ANOTHER SOUTHWEST IOWA HOSPITAL PLANS FOR EXPANSION
(HARLAN) Myrtue Medical Center in Harlan is planning a major expansion and upgrade of their facilities.
The hospital was built in the early 1950’s and has been expanded or renovated 11 times. CEO Barry Jacobsen says this expansion and renovation focuses a lot on outpatient specialty clinics and surgery.
“We are planning to move both of those services down one floor and create a new entrance from the south,” Jacobsen explained. “We will be adding about 17-thousand square feet to the south and renovate adjacent space that in the past year became available when our Home and Public Health departments moved off campus and our rehab services moved over to the new Wellness Center, so surgery and outpatient specialty clinics will take over this new and renovated space.”
Jacobsen said the lab department will double its current space when it moves to the lower level and radiology will gain much needed space when it expands into the vacated lab area. He said when the first phase is complete the key outpatient services will have access off of Highway 44 with ample parking available.
The second phase of the project will take the space vacated by surgery and outpatient specialty clinics and be converted into administration and business offices and some meeting rooms.
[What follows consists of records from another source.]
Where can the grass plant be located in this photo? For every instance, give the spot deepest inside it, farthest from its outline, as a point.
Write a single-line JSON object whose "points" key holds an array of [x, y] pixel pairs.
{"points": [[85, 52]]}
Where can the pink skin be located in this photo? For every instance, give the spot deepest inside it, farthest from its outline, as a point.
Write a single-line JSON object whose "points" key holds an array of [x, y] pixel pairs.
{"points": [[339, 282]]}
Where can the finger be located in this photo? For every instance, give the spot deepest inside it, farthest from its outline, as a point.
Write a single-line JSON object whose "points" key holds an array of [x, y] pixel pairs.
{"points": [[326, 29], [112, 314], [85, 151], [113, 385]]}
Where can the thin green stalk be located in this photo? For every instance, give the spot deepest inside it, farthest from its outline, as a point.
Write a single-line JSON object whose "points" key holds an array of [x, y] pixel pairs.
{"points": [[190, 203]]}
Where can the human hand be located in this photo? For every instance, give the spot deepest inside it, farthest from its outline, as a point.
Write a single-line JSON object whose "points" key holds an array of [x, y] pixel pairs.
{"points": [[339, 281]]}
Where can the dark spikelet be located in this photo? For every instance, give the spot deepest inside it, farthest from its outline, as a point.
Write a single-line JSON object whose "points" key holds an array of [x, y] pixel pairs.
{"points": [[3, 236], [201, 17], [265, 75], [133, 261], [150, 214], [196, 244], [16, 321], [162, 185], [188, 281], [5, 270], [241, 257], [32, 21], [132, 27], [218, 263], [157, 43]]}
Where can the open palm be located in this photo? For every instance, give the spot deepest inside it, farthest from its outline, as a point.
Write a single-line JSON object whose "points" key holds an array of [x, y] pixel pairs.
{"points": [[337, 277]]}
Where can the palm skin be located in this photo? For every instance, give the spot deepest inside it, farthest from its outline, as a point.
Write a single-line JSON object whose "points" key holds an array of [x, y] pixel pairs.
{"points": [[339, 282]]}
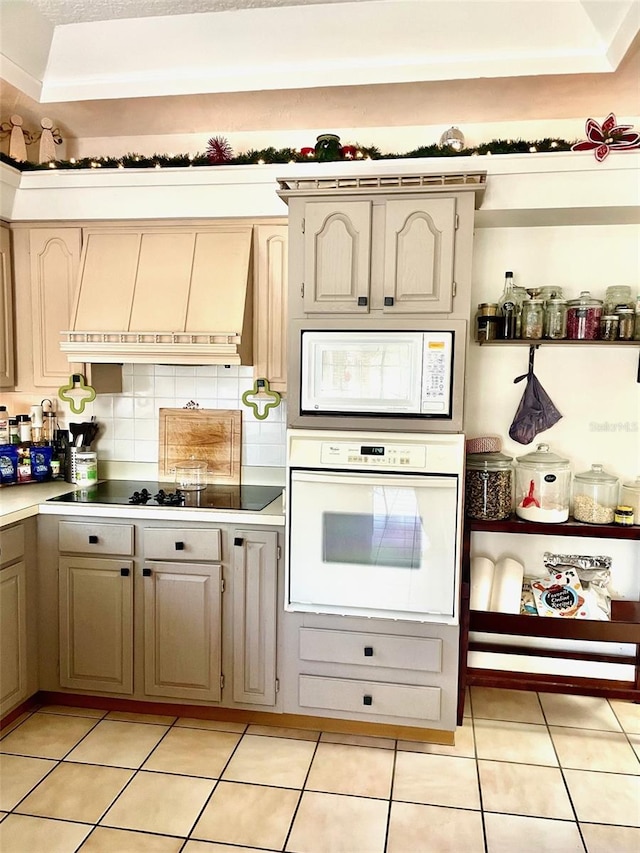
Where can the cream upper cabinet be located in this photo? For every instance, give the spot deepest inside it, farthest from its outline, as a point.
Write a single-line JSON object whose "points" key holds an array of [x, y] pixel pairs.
{"points": [[384, 245], [337, 257], [7, 375], [46, 270], [270, 267], [418, 260], [255, 609]]}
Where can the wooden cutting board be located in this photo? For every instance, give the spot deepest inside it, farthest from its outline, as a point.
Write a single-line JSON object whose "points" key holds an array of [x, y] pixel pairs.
{"points": [[212, 435]]}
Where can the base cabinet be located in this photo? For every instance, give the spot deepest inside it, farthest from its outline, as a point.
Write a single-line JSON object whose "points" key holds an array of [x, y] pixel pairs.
{"points": [[18, 640], [150, 610], [13, 636], [372, 670], [182, 630], [255, 567], [96, 624]]}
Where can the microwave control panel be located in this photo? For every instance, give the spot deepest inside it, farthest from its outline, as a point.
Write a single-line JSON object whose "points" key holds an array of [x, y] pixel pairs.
{"points": [[396, 456]]}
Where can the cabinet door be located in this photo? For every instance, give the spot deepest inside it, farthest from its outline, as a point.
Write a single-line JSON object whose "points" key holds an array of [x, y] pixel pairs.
{"points": [[419, 252], [7, 376], [13, 636], [337, 247], [55, 259], [182, 630], [255, 561], [270, 314], [96, 624]]}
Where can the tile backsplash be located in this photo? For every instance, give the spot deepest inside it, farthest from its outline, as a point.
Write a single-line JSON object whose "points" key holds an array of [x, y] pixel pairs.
{"points": [[129, 423]]}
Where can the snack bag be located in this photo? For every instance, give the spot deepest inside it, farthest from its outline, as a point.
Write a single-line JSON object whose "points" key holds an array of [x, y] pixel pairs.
{"points": [[561, 594]]}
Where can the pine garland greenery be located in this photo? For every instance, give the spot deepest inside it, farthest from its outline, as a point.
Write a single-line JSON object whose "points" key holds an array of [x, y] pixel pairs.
{"points": [[288, 155]]}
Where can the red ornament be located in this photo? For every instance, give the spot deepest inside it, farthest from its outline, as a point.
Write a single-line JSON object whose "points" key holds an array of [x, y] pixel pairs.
{"points": [[611, 136], [219, 151]]}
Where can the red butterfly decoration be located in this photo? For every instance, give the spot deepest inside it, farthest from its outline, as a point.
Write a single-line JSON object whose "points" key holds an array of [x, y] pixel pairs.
{"points": [[610, 136]]}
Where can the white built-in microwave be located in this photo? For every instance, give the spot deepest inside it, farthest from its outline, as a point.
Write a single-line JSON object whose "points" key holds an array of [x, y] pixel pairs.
{"points": [[385, 377]]}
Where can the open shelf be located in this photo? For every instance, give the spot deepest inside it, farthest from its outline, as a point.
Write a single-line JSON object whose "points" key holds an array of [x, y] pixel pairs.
{"points": [[513, 524]]}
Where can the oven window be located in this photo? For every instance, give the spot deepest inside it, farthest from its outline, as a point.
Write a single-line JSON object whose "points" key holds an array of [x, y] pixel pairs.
{"points": [[390, 535]]}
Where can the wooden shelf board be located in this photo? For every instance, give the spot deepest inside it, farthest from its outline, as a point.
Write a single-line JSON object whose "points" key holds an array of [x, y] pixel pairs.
{"points": [[513, 524]]}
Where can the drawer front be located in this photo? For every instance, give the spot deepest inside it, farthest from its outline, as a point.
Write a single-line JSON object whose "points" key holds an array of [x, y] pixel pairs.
{"points": [[179, 543], [88, 538], [369, 697], [380, 650], [11, 544]]}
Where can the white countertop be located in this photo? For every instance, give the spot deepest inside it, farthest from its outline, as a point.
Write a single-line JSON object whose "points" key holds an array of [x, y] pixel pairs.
{"points": [[23, 501]]}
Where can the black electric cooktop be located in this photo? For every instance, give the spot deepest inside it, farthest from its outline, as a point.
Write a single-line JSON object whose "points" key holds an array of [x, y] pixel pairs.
{"points": [[137, 493]]}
A north entrance will be created for access to these areas. One more Labor, Delivery, Recovery, and Postpartum room will also be added with enhanced security in the OB department. The plan also calls for upgrading technology in surgery, radiology, and the information systems area.
Jacobsen said in addition to the 17-thousand square feet expansion, about 49-thousand square feet of existing space will be renovated.
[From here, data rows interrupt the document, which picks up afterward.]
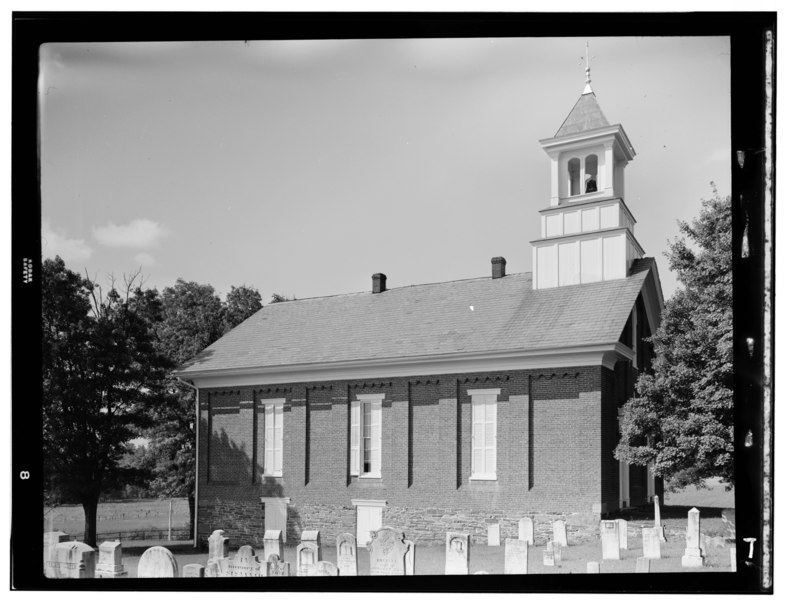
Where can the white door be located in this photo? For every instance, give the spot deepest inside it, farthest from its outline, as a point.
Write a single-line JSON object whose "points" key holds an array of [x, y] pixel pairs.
{"points": [[369, 518]]}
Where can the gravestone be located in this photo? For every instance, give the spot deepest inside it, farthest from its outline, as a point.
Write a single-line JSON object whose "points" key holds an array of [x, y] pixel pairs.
{"points": [[693, 557], [560, 533], [548, 558], [609, 538], [276, 567], [218, 545], [651, 543], [642, 564], [110, 561], [157, 562], [72, 560], [308, 553], [387, 550], [244, 564], [494, 536], [657, 523], [273, 544], [51, 539], [408, 558], [456, 554], [346, 551], [622, 533], [526, 530], [193, 570], [516, 557], [324, 568]]}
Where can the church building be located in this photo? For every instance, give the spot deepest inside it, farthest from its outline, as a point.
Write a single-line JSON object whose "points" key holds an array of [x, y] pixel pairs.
{"points": [[446, 406]]}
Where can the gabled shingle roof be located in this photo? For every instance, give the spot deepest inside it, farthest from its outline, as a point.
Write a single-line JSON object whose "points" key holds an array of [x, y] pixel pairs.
{"points": [[585, 115], [472, 315]]}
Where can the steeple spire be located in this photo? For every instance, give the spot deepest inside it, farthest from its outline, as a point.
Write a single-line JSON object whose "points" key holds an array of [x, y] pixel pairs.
{"points": [[587, 89]]}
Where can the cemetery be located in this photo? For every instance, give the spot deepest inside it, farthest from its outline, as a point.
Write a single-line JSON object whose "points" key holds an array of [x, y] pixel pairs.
{"points": [[617, 546]]}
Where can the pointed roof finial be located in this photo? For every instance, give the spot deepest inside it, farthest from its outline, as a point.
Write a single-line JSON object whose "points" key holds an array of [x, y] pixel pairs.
{"points": [[587, 89]]}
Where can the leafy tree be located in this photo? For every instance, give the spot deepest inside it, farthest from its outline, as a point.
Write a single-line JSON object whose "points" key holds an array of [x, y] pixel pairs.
{"points": [[682, 420], [101, 373], [193, 317]]}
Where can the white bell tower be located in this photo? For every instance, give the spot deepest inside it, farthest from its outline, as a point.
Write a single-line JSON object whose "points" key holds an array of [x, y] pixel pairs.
{"points": [[587, 231]]}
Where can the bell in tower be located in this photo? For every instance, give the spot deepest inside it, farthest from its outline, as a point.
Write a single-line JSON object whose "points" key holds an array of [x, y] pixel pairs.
{"points": [[587, 231]]}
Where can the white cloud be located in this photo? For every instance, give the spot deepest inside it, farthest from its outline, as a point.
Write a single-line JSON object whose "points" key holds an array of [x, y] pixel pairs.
{"points": [[55, 243], [139, 233], [145, 259]]}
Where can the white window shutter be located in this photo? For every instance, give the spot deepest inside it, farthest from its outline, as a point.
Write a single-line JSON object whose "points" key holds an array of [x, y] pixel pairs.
{"points": [[354, 449]]}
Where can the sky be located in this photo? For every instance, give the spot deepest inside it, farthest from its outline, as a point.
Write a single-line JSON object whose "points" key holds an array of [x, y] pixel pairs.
{"points": [[303, 167]]}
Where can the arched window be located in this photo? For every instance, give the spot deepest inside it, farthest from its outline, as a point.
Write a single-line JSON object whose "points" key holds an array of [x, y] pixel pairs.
{"points": [[574, 172], [591, 174]]}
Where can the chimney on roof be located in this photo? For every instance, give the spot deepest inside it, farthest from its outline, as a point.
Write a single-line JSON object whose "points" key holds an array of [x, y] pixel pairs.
{"points": [[498, 265], [379, 282]]}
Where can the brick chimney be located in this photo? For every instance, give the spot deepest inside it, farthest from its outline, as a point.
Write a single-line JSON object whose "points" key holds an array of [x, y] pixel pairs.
{"points": [[379, 282], [498, 265]]}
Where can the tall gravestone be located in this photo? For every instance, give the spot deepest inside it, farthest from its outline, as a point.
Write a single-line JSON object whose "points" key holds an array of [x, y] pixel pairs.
{"points": [[110, 561], [273, 544], [622, 533], [51, 539], [157, 562], [456, 554], [693, 556], [657, 522], [560, 533], [308, 553], [276, 567], [526, 530], [72, 560], [494, 535], [244, 564], [324, 568], [609, 538], [408, 558], [516, 557], [346, 554], [387, 550], [651, 543], [192, 570]]}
“The total cost of the building project is estimated at 14.3 million dollars and the technology piece of the project will add another 1.5 million dollars to the total cost,” said Jacobsen. “Funding will come from existing reserves, Shelby County Health Foundation, and capital revenue notes. There will be no direct taxpayer involvement in the funding of this project.”
Jacobsen said this has been about a 3 ½ year planning process.
“I think it’s just important to emphasize that the focus all along in the planning process has been on our patients; quality care, access, privacy, and patient comfort have kind of been the things that have driven the planning process,” said Jacobsen.
A public hearing on the project will be held on April 12th. Jacobsen said they are hoping to gain approval from the board to go out for bids following the hearing and hopefully start on the project this summer.
The project would take around 2 to 2 ½ years to complete.